Practicing Our Faith, A Way of Life for a Searching People offers guidance to contemporary Christians. The editor, Dorothy Bass, engages authors from across the spectrum of current scholarship and practice. As she describes in the opening pages, instead of examing the whole of Christian life, the contributors name the most important activies that comprise the Christian life.

Christian Practices are described as: "addressing fundatmental needs and conditions through concrete human acts," "done together over time," "posses standards of excellence," and, show us "how our daily lives as all tangled up in the things God is doing in the world." (pages 6-8). All the practices are necessary for a balanced and healthy Christian life but focusing on one will open up ways to practice the others.

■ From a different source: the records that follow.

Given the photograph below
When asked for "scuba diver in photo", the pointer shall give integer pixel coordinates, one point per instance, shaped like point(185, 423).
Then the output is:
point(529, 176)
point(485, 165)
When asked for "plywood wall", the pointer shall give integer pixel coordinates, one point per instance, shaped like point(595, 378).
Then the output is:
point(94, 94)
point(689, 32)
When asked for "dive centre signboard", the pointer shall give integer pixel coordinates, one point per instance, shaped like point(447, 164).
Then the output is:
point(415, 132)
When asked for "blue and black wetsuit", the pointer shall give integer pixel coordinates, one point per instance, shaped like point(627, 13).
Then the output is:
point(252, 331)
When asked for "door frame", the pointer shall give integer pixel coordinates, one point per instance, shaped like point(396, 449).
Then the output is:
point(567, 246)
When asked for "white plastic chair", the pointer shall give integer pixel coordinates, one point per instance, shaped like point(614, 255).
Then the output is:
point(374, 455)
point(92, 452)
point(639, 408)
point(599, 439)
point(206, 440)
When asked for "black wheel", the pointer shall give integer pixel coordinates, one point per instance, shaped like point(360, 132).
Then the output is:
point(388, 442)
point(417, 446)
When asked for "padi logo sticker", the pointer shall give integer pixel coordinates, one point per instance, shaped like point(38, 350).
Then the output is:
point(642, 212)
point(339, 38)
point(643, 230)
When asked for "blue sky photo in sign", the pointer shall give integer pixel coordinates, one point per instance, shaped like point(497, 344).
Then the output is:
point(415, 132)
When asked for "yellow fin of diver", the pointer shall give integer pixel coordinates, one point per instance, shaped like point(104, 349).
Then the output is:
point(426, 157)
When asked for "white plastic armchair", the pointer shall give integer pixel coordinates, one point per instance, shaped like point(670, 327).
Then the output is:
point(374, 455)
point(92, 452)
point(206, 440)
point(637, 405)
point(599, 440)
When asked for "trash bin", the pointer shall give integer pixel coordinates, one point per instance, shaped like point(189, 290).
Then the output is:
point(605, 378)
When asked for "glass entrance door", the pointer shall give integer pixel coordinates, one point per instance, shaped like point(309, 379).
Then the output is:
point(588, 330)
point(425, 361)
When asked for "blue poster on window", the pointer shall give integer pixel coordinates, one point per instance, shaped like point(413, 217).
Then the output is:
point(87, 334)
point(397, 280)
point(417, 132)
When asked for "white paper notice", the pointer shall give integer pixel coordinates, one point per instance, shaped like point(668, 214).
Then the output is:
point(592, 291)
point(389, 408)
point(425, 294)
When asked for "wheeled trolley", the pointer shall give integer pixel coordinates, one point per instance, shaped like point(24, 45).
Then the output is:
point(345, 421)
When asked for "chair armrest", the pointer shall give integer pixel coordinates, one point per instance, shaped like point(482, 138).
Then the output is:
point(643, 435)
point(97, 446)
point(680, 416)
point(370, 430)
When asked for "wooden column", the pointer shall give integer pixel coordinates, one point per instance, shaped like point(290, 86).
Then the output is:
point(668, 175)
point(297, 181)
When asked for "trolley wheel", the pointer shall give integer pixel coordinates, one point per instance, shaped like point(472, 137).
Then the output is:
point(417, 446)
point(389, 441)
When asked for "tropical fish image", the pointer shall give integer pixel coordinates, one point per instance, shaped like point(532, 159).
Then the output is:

Christian practices will be the focus of the next several posts. Yesterday highlighted the practice of Sabbath Keeping. Today, I invite you to reflect on the elements, or dimensions, of your spiritual life that show you "how your daily life is all tangled up in the things God is doing." What engages you in the world and brings you into closer relationship with God?

Sunday, February 7, 2010

After the Snow

Welcome to Practically Christian, a blog reflecting on the presence of Christ in daily life. Some of us are 'practical Christian' looking for the ways we can make a different. Some of us are 'praciting' to be Christian looking for ways we can invest our daily lives with gratitude, awareness of love, faithful decisions, and community. Some of us consider ourselves to be not yet Christian and wondering how we walk that path. Practically Christian opens ways to learn, to deepen, and to engage the presence of the living Christ among us where ever we are on our journey. The conversation centers on the community of St. John's Episcopal Church and Parish Day School in Maryland.

Today is Sunday and the day after the snow. The shape of our day will be different from what we had planned. Many will find ourselves digging out of our driveways and unable to attend worship, see friends, or attend gatherings. The distance of our travel is likely to be limited to the distance we can walk. The busyness of our usual itineary is replaced by a few essential activities close to home.

Today is a day to practice Sabbath. The Biblical concept of a week is six days of work and one day to contemplate God. In 2010 the day after the snow, contemplate God. Contemplating God is worship at home. Try using the guidance offered on http://www.stjohnsec.org/. Contemplating God is gratitude flowing when we embrace the beauty of creation. Contemplating God is feeling our bodies as we shovel snow, breathing deep, stretching to the warmth of muscles and awaking to the crispness of the air. Contemplating God is looking at the stillness of the earth and the engery of the sun glistening around us. Contemplating God is taking a walk holding the hand of someone you love. Today is a day to practice Sabbath.